CNNSI.com’s Allan Muir gives serious midseason consideration to Marc Savard for the Hart Trophy, Thomas for the Vezina, and Julien the Jack Adams, but awards them to Alexander Ovechkin, Steve Mason, and Bruce Boudreau, respectively. He does hand out top honors to Dennis Wideman for the Norris Trophy.

Naming Wideman as the league's top defender when he wasn't even considered the best blueliner on his team by the All-Star selection committee might make this seem this an out-of-left-field choice. But we can all agree that a particular league process is open to some second guessing, can't we? I mean, Mike Modano over Loui Eriksson?

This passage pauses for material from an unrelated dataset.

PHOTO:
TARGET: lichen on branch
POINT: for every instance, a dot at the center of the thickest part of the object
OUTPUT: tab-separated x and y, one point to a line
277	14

When will Ashton Kutcher pop out?

Look, Zdeno Chara has the reputation as the tower of power in Boston's zone, but the truth of it is that Wideman has been the best all-around defender on the league's best defensive team from Day One. Acquired from St. Louis in exchange for Brad Boyes in one of those rare deals that benefited both sides, Wideman has matured from a mistake-prone puck fumbler into an exceptional two-way player in just two years. The numbers back it up. Logging nearly 26 minutes a night, Wideman has 27 points and is a plus-24. The only thing hampering his candidacy is a lack of recognition. That starts to change right here.

Despite the injury bug (Milan Lucic, Phil Kessel, Marco Sturm, Patrice Bergeron, etc, etc.) that has plagued them, the Bruins keep on kicking, with a 10-point lead on Washington in the East, and are 6-3-1 in the month of January.

Ross McKeon, of Yahoo! sports, writes: “Nothing against the marvelous story unfolding in Boston, the glorious young talent in Washington, Chicago and Pittsburgh and the gritty efforts put forth in Calgary, Anaheim and Philadelphia, but the Stanley Cup will land in either San Jose or Detroit at postseason’s end. It’s really that simple.”

On Feb. 10, old friend Joe Thornton and the Sharks show up at the Garden for what’s going to be the most highly anticipated game of the regular season. And while it might not go a long way toward supporting McKeon’s claim, it certainly could at the least give us a glimpse of what to expect around these parts come…June. June?

Nope. Not going there. Not yet anyways. After 10 years, you sort of learn to whisper about those things when the time is right.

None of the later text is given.